1. All Articles
  2. Publications
  3. Noble News and Views
  4. 1997
  5. July

Controlling Livestock Distribution

  Estimated read time:

Controlling livestock distribution through paddocks and grazing time is probably our best way to stop overgrazing and undergrazing within a land resource. Dividing a land resource with fencing into paddocks gives the operator control over livestock and allows him to allocate their grazing over a set period of time. How to fence a land resource can become a major issue, and thought and consideration must be given to establishing a fencing plan.

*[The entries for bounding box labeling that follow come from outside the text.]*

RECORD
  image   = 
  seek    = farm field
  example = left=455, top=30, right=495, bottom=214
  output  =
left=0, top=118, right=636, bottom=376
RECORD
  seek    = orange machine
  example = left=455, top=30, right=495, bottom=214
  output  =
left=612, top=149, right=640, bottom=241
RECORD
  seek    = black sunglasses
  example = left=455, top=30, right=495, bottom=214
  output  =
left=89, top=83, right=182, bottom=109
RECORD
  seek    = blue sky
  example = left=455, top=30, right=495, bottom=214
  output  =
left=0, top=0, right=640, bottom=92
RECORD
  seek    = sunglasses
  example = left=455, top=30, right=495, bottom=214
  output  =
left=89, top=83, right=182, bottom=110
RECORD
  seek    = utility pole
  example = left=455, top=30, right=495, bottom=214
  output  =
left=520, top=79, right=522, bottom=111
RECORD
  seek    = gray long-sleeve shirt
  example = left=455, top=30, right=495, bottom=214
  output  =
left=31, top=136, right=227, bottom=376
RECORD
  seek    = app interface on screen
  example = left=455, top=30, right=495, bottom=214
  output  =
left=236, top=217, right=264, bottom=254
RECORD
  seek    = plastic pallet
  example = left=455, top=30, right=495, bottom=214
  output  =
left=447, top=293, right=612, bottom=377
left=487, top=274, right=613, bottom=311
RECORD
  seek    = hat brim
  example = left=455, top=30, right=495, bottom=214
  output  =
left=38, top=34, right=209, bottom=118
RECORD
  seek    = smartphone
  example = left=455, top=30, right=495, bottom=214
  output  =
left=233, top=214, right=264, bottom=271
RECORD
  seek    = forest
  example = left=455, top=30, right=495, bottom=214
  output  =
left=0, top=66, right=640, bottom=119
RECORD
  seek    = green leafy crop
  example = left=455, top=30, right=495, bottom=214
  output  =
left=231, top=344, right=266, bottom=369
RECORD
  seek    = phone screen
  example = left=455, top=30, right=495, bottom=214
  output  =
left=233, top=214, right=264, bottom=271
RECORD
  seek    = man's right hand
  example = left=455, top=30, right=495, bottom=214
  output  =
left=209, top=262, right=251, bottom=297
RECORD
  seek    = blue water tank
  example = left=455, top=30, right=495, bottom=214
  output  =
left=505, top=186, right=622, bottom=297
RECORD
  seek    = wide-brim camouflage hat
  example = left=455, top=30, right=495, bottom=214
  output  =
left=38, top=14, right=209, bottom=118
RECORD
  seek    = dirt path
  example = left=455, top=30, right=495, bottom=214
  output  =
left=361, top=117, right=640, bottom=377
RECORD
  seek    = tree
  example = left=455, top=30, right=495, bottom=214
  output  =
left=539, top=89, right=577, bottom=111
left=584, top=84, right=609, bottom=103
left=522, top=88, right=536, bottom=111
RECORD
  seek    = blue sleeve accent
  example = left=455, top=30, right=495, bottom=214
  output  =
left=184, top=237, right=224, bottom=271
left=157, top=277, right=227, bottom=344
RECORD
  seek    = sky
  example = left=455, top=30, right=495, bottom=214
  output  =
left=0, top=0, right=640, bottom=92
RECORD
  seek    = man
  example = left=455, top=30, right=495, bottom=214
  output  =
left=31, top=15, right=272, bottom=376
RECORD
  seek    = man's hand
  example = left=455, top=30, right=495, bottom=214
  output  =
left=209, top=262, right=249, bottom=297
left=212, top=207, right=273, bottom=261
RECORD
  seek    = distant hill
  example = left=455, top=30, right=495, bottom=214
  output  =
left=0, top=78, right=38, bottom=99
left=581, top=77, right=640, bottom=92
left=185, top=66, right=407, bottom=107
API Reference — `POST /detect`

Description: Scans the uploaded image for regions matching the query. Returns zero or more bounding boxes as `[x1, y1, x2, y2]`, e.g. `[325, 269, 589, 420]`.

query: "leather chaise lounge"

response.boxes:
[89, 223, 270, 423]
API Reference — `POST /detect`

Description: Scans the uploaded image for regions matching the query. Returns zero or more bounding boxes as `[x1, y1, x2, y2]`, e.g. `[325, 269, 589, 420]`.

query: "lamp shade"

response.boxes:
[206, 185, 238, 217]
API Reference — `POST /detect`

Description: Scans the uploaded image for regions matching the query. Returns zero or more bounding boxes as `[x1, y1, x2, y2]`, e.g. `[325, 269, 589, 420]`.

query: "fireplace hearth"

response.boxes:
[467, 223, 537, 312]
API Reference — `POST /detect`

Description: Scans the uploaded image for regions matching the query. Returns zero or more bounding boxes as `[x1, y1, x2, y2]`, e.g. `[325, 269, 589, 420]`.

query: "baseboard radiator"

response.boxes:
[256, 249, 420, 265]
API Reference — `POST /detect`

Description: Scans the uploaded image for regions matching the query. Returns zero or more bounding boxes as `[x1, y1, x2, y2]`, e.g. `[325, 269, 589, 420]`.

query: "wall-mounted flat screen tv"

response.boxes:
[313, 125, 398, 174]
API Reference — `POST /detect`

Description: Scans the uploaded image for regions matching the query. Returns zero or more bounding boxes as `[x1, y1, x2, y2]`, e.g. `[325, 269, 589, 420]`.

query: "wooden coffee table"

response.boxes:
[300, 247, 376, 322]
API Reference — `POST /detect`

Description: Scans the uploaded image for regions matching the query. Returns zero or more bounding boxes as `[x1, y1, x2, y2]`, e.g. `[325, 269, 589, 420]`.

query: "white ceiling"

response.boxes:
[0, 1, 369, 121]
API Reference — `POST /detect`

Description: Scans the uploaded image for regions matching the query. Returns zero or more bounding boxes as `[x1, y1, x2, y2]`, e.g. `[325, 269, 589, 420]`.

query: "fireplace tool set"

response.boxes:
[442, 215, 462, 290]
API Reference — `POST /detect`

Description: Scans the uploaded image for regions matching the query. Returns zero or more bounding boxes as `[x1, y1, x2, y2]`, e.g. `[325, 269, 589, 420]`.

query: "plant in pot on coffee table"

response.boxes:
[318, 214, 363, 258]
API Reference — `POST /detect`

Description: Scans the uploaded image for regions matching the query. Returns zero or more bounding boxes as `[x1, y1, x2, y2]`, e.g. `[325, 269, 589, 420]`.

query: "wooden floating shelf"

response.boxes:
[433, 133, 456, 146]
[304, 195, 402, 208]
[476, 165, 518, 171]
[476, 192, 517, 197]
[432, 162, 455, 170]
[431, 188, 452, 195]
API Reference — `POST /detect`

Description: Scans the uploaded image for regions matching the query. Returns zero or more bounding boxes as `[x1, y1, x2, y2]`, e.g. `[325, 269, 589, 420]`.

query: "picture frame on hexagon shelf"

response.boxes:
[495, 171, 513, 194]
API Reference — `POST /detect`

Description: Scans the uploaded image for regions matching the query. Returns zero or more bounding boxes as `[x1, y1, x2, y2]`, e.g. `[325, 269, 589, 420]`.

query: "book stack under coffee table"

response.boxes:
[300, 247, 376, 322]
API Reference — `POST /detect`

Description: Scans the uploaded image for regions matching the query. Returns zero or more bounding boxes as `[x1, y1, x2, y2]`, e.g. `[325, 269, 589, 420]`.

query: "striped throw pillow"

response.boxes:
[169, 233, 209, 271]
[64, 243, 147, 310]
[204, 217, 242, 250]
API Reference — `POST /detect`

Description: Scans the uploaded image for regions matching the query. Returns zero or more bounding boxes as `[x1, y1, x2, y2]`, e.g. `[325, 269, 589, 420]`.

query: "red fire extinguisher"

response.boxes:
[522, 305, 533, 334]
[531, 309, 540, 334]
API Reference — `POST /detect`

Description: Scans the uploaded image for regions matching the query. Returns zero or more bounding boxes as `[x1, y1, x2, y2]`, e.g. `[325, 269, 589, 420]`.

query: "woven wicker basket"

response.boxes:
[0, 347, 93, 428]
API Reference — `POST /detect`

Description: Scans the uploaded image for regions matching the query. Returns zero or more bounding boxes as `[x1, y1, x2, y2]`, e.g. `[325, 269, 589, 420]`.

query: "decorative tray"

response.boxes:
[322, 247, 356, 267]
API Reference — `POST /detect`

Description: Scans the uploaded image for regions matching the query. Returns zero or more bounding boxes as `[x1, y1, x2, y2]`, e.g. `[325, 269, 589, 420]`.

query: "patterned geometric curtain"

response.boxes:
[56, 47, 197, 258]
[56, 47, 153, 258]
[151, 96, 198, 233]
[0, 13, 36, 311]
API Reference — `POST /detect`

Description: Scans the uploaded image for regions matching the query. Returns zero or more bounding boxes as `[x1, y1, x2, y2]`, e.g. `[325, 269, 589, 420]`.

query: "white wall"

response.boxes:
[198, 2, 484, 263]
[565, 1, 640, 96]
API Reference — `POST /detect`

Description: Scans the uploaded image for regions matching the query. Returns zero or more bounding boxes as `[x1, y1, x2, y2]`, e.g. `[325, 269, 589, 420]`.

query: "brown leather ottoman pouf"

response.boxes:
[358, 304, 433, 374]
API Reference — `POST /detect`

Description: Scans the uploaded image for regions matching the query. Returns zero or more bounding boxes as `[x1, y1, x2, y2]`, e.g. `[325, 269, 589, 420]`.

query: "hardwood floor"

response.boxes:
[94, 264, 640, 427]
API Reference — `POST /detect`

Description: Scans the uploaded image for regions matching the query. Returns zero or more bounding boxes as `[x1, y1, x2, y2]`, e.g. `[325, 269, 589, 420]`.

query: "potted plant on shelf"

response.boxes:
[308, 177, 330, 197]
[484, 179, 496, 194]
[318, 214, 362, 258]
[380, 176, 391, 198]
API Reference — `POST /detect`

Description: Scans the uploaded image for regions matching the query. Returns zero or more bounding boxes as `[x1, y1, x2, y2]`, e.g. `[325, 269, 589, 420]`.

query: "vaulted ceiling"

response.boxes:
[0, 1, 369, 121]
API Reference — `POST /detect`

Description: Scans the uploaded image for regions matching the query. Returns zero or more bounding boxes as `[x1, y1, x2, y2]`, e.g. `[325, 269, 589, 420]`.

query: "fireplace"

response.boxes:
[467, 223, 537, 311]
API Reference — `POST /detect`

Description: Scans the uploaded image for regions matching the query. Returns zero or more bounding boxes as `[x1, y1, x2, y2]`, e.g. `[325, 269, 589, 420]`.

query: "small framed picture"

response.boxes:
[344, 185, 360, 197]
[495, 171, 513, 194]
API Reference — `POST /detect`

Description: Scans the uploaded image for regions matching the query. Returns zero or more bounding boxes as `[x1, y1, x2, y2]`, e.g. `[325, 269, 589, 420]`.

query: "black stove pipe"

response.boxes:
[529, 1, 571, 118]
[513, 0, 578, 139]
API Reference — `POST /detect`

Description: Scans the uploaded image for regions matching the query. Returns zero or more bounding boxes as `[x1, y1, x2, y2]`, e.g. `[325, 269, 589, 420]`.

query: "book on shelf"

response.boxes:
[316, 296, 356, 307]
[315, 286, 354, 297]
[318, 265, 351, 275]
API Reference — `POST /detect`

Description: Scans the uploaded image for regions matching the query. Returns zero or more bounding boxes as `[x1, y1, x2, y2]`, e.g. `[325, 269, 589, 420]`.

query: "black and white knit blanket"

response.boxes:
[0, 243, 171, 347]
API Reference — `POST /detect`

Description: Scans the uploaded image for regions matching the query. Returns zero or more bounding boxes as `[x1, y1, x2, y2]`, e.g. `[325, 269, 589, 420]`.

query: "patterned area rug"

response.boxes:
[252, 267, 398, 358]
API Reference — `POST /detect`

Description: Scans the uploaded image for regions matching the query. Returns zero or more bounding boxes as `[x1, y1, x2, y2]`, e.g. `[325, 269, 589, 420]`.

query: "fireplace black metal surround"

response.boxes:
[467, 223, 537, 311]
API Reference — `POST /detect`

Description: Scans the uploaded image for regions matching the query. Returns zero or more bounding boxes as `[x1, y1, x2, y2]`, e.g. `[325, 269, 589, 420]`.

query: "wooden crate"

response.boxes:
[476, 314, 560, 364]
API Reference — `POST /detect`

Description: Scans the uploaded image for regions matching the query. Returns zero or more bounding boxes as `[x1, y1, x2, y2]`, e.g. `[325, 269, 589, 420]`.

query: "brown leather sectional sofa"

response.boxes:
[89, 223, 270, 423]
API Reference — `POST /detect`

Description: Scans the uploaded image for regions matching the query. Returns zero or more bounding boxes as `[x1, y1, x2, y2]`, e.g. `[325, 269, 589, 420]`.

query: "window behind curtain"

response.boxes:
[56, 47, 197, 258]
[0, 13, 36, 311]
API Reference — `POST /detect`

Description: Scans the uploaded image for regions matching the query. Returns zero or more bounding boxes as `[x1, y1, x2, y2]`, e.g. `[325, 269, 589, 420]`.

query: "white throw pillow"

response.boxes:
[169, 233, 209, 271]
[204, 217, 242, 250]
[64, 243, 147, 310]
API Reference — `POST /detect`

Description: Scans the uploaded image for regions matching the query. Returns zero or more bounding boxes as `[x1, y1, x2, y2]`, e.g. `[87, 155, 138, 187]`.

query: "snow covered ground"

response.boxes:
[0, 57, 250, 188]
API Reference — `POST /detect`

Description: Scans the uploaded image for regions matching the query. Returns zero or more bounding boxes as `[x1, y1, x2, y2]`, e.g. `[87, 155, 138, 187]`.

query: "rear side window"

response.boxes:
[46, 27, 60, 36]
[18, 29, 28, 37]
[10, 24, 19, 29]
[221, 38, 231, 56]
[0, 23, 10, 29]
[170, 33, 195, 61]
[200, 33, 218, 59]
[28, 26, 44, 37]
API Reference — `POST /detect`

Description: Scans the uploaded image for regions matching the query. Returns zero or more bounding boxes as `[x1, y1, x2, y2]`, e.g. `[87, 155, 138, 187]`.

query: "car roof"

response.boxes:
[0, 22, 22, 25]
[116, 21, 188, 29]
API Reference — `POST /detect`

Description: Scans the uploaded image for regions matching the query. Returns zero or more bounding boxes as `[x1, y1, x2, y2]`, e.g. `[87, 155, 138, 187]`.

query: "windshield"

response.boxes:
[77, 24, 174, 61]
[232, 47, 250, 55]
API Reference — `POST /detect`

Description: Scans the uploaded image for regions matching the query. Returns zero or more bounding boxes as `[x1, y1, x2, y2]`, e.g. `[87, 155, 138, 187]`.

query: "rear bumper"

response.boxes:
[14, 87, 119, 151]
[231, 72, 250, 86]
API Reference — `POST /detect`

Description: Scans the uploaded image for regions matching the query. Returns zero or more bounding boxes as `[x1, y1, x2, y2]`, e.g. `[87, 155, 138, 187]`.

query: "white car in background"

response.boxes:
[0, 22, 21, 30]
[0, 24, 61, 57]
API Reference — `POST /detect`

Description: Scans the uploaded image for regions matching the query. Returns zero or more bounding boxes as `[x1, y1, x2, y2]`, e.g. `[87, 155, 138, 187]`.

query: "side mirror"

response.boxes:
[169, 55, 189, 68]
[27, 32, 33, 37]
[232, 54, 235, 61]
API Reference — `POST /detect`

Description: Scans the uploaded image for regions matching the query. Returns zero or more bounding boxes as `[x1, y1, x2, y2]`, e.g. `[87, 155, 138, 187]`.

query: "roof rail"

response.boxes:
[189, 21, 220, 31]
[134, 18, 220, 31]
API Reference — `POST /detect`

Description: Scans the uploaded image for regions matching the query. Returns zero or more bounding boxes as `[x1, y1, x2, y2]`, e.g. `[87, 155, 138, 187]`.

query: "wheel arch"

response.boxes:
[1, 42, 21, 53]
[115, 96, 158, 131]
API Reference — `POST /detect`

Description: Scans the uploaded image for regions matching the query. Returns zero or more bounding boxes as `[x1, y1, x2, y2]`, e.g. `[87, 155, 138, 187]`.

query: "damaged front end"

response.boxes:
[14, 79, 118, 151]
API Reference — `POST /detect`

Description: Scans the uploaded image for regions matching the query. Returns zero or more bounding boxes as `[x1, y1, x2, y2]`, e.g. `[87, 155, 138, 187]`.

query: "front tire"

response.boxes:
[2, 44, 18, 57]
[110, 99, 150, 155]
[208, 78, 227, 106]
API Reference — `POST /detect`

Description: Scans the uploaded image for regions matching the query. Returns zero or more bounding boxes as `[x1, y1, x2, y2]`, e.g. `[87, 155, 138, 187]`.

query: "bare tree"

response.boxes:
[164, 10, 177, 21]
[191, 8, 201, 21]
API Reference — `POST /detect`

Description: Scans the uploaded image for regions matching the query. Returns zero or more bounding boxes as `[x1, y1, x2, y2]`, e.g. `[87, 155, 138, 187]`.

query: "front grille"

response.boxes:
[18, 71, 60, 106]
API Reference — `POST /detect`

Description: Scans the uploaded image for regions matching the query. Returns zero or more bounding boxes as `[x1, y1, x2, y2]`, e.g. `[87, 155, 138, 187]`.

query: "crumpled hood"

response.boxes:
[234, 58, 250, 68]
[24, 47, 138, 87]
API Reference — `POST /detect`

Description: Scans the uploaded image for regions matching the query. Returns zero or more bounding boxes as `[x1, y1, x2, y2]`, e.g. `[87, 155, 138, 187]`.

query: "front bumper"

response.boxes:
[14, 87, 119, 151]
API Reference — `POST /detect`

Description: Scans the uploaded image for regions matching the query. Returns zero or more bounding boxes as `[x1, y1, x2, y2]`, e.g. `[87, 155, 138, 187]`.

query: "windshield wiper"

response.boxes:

The following are guidelines for creating a fencing plan:

  • Secure a recent aerial map of the land resource, preferably on an 8-inches per mile scale. This size map will let you read all physical ground features such as creeks, ponds, buildings, and the different range sites within the property.
  • Lay a sheet of clear plastic over the aerial map so you can draw in permanent water points, corrals, roads, and existing cross fences. When marking on the clear plastic, use washable pens. If you don't like an idea, eliminate it with a wet cloth. Don't let existing fences bias your thinking about a future master plan. Old fences were put there for someone else's reason. Look at the land resource area as a whole noting how well water is distributed. Each paddock must have access to water. Water development can be a major expense and will sometimes dictate fences be constructed to access existing water.
  • Next think about cattle movement. How can it be possible to access another paddock, the corral, or a common water point from an existing paddock? Fences can radiate and form a pie shape from a given point or you may tie several paddocks together with a lane.
  • Think about separating grazing areas that will require different management practices. Separate areas of native range from improved species and monocultures such as bermudagrass and plains bluestem. Also, separate summer species from winter species and riparian areas from upland areas.
  • Now, think about the number of paddocks needed. In the beginning, a few paddocks will get you started, but as time progresses you will see the benefits of providing rest to plants. A good place to start is to create 8 to 10 main paddocks with the idea that these may be subdivided at a later date.
  • Think about the habits of grazing animals and avoid forcing them to cross eroded areas or up and down hillsides. If possible, locate fences along ridge-crests or other natural boundaries. Locate wide gates to paddocks that are convenient for livestock to flow through. Build lanes that are 75 to 150 feet wide so livestock will not bottleneck when moving down a lane. After you have created a master fencing plan, take your plan to the field with the idea of checking the location of each fence. You want to avoid putting a fence in a problem area. If you have to make changes, draw on the clear plastic where the actual fence should be built.
  • The next step is to create a materials list. From your master plan, count the number of end anchor braces and gates that will have to be constructed. With a ruler, scale the aerial map and determine the total length of all fences. From these determinations, you can total the numbers of line post ends anchor braces, and wire to be purchased. With costs in mind, you may want to schedule fence building in phases.